To visualize the bootstrapped rule sets, we recommend first making a bar graph. Before we create the graph, we need to create some objects to help our function label and simplify features. First, we need to create a dataframe with labels of your variables.

```
fdf <- cbind(colnames(lipset_df),
c("Wealth (high)", "Wealth (med)", "Wealth (low)",
"Urbanization (high)", "Urbanization (low)",
"Education (high)", "Education (low)",
"Industrialization (high)", "Industrialization (low)"))
# a low effort stopgap is to use the variable names as they appear in your data:
# fdf <- cbind(colnames(lipset_df), colnames(lipset_df))
```

Next, optionally you can simplify features that are equivalent by
defining equivalence classes. You can skip this set (and set the
`simplify` argument of the `plot_bar` function to
`FALSE`) if you find it to burdensome, but we recommend that you
do this if you are at a more serious stage in the research process.
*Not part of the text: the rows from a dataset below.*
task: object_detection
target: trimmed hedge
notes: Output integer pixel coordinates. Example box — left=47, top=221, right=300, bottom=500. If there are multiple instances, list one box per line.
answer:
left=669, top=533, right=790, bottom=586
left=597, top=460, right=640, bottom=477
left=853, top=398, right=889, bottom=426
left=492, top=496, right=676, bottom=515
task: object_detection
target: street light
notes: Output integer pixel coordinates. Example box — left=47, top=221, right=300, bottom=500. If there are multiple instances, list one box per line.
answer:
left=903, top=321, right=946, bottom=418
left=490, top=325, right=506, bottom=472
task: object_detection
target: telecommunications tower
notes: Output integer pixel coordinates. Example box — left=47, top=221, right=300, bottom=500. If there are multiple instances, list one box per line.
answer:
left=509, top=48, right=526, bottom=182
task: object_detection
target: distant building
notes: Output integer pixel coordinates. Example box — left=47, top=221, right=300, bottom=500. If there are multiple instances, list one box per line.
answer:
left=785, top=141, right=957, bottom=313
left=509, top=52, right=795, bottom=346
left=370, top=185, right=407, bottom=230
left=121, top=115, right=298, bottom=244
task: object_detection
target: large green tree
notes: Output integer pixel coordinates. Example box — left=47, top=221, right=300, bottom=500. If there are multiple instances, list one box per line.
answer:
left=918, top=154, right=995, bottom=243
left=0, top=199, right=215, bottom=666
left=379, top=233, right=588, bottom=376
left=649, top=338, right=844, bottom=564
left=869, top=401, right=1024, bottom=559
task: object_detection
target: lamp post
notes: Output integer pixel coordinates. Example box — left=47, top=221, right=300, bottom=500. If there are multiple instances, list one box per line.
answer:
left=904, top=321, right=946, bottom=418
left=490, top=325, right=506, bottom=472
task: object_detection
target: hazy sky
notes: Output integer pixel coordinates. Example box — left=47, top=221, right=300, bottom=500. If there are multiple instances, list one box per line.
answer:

For example, if you have a binary variable \(X\), you can change all rules with ‘not
\(X\)=0’ to ‘\(X\)=1’ and all rules with ‘not \(X=1\)’ to ‘\(X=0\).’ To do this, you need two objects: a
list of (vectors of) variable names `oppind` and a matrix of
values `oppmat`. The \(i\)th
index `oppind` corresponds to the \(i\)th row of `oppmat`.
`oppmat` will have two columns, each containing one of the two
possible values of the binary variables in the respective entry of
`oppind`.

For our democracy example, there are three binary variables (and no other variables) for which we would like to create equivalence classes:

```
# create
#oppind <- list(unique(unlist(lapply(colnames(lipset_df),
#function(x) strsplit(x, "_")[[1]][[1]])))[2:4])
oppind <- list(c("URBANIZA", "LITERACY", "INDLAB"))
```

Each of these variables can take on either the value 0 or 1.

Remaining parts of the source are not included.